Let's try it in python:

a = 0xAE #10101110b
b = 0x64 #01100011b
m = 0xF0 #11110000b
r = (~a & b & m) | ( a & ~b & ~m) | ( a &  b & ~m) | ( a &  b &  m)
print hex(r)

OUTPUT:

0x6E

These numbers are from Abel's example. The output is 0x6E, which is 01101110b. So it worked! Hurrah. (ps, it's possible to derive an expression for ~r from the first table, should you wish to do so. Just take the cases where r is 0).

This expression you've made is a boolean "sum of products", aka Disjunctive Normal Form, although DNF is really the term used when using first-order predicate logic. This expression is also pretty unweidly. Making it smaller is a tedious thing to do on paper, and is the kind of thing you'll do 500,000 times at Uni' on a CS degree if you take the compiler or hardware courses. (Highly recommended :))

So let's do some boolean algebra magic on this (don't try and follow this, it's a waste of time):

(~a & b & m) | ( a & ~b & ~m) | ( a &  b & ~m) | ( a &  b &  m)
|= ((~a & b & m) | ( a & ~b & ~m)) | ( a &  b & ~m) | ( a &  b &  m)

take that first sub-clause that I made:

((~a & b & m) | ( a & ~b & ~m))

|= (~a | (a & ~b & ~m)) & (b | ( a & ~b & ~m)) & (m | ( a & ~b & ~m))
|= ((~a | a) & (a | ~b) &( a | ~m)) & (b | ( a & ~b & ~m)) & (m | ( a & ~b & ~m))
|= (T & (a | ~b) &( a | ~m)) & (b | ( a & ~b & ~m)) & (m | ( a & ~b & ~m))
|= ((a | ~b) & (a | ~m)) & (b | ( a & ~b & ~m)) & (m | ( a & ~b & ~m))

etc etc etc. This is the massively tedious bit incase you didn't guess. So just whack the expression in a website of your choice, which will tell you

r = (a & ~m) | (b & m)

Hurrah! Correct result. Note, it might even go so far as giving you an expression involving XORs, but who cares? Actually, some people do, as the expression with ands and ors is 4 operations (1 or, 2 and, 1 neg), whilst r = a ^ ((a ^ b) & mask) is 3 (2 xor, 1 and).

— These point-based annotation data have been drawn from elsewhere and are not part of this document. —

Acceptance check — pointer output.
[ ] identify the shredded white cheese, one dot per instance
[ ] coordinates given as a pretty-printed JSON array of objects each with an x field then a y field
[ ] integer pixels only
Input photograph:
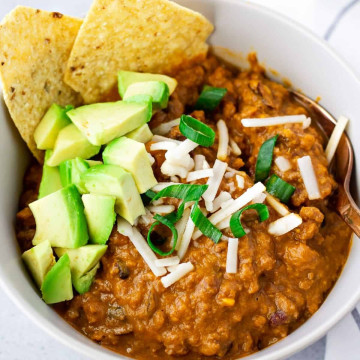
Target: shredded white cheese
[
  {"x": 308, "y": 175},
  {"x": 170, "y": 169},
  {"x": 177, "y": 154},
  {"x": 141, "y": 246},
  {"x": 180, "y": 271},
  {"x": 223, "y": 140},
  {"x": 199, "y": 161},
  {"x": 164, "y": 128},
  {"x": 335, "y": 138},
  {"x": 151, "y": 159},
  {"x": 259, "y": 199},
  {"x": 172, "y": 268},
  {"x": 162, "y": 185},
  {"x": 215, "y": 181},
  {"x": 232, "y": 256},
  {"x": 170, "y": 261},
  {"x": 240, "y": 180},
  {"x": 235, "y": 148},
  {"x": 163, "y": 145},
  {"x": 284, "y": 224},
  {"x": 229, "y": 174},
  {"x": 276, "y": 205},
  {"x": 283, "y": 163},
  {"x": 277, "y": 120},
  {"x": 199, "y": 174},
  {"x": 161, "y": 209},
  {"x": 222, "y": 198},
  {"x": 185, "y": 241}
]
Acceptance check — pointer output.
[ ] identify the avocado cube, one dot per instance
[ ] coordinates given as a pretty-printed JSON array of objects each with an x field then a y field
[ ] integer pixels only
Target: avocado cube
[
  {"x": 60, "y": 219},
  {"x": 126, "y": 78},
  {"x": 158, "y": 90},
  {"x": 49, "y": 127},
  {"x": 114, "y": 181},
  {"x": 131, "y": 155},
  {"x": 71, "y": 143},
  {"x": 39, "y": 260},
  {"x": 50, "y": 180},
  {"x": 94, "y": 162},
  {"x": 57, "y": 285},
  {"x": 141, "y": 134},
  {"x": 84, "y": 263},
  {"x": 103, "y": 122},
  {"x": 82, "y": 259},
  {"x": 83, "y": 284},
  {"x": 100, "y": 216},
  {"x": 70, "y": 171}
]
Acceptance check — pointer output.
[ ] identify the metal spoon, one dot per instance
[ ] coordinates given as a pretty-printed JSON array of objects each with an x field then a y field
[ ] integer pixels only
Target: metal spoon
[{"x": 344, "y": 158}]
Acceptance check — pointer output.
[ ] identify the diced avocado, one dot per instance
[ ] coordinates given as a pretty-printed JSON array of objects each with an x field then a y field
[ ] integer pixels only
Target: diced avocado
[
  {"x": 71, "y": 143},
  {"x": 57, "y": 285},
  {"x": 60, "y": 219},
  {"x": 39, "y": 261},
  {"x": 82, "y": 259},
  {"x": 114, "y": 181},
  {"x": 126, "y": 78},
  {"x": 142, "y": 99},
  {"x": 158, "y": 90},
  {"x": 83, "y": 283},
  {"x": 48, "y": 129},
  {"x": 70, "y": 171},
  {"x": 100, "y": 216},
  {"x": 142, "y": 134},
  {"x": 84, "y": 263},
  {"x": 131, "y": 155},
  {"x": 94, "y": 162},
  {"x": 103, "y": 122},
  {"x": 50, "y": 181}
]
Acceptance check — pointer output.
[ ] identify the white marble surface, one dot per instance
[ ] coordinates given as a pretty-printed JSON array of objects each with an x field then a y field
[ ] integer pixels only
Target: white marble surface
[{"x": 20, "y": 339}]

Now, how do you do it with kmaps? Well, first you need to know how to make them, I'll leave you to do that. :) Just google for it. There's software available, but I think it's best to do it by hand -- it's more fun and the programs don't allow you to cheat. Cheat? Well, if you have lots of inputs, it's often best to reduce the table like so:

| A | B | M || R |
============++====
| X | X | 0 || A |
| X | X | 1 || B |

eg that 64 case table?

| A1| A0| B1| B0| M1| M0|| R1| R0|
========================++========
| X | X | X | X | 0 | 0 || A1| A0|
| X | X | X | X | 0 | 1 || A1| B0|
| X | X | X | X | 1 | 0 || B1| A0|
| X | X | X | X | 1 | 1 || B1| B0|

Boils down to 4 cases in this example :)

(Where X is "don't care".) Then put that table in your Kmap. Once again, an exercise for you to work out [ie, I've forgotten how to do this].

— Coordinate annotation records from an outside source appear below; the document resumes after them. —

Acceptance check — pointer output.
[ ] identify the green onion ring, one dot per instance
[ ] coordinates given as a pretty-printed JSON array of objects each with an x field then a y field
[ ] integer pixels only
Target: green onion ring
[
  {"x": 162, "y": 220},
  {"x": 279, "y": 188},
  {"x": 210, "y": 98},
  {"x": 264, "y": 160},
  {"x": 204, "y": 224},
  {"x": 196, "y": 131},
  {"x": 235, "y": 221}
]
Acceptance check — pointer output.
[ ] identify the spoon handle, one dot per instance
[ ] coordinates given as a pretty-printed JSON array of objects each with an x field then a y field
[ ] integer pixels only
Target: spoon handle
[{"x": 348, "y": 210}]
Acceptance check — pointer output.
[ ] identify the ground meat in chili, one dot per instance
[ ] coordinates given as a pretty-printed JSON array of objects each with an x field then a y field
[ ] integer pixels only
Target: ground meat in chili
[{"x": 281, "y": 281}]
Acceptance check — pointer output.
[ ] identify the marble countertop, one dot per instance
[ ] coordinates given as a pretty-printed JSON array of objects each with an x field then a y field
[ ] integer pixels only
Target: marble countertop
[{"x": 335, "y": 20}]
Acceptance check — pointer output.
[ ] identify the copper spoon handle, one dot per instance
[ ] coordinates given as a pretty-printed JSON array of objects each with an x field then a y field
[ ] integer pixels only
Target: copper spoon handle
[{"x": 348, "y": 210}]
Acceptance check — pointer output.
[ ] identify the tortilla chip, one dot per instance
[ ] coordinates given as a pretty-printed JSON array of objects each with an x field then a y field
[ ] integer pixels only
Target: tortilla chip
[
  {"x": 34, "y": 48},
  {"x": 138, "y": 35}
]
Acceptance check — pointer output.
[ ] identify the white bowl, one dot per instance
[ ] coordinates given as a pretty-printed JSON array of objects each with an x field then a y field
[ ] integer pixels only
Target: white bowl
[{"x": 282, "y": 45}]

Hopefully you can now derive your own boolean madness, given a set of inputs and an expected set of outputs.

Have fun.

Answer 9

How do I start thinking in bits?

Hank Warren's book Hacker's Delight will teach you to start thinking in bits.

Answer 10

Maybe you dont need to think in bits - perhaps you can get your compiler to think in bits for you and you can focus on the actual problem you're trying to solve instead. Using bit manipulation directly in your code can produce some profoundly impenetrable (if impressive) code -- here's some nice macros (from the windows ddk) that demonstrate this

// from ntifs.h

// These macros are used to test, set and clear flags respectivly

#define FlagOn(_F,_SF) ((_F) & (_SF))

#define BooleanFlagOn(F,SF) ((BOOLEAN)(((F) & (SF)) != 0))

#define SetFlag(_F,_SF) ((_F) |= (_SF))

#define ClearFlag(_F,_SF) ((_F) &= ~(_SF))

now if you want to set a flag in a value you can simply say SetFlag(x, y) much clearer I think. Moreover if you focus on the problem you're trying to address with your bit fiddling the mechanics will become second nature without you having to expend any effort. Look after the bits and the bytes will look after themselves!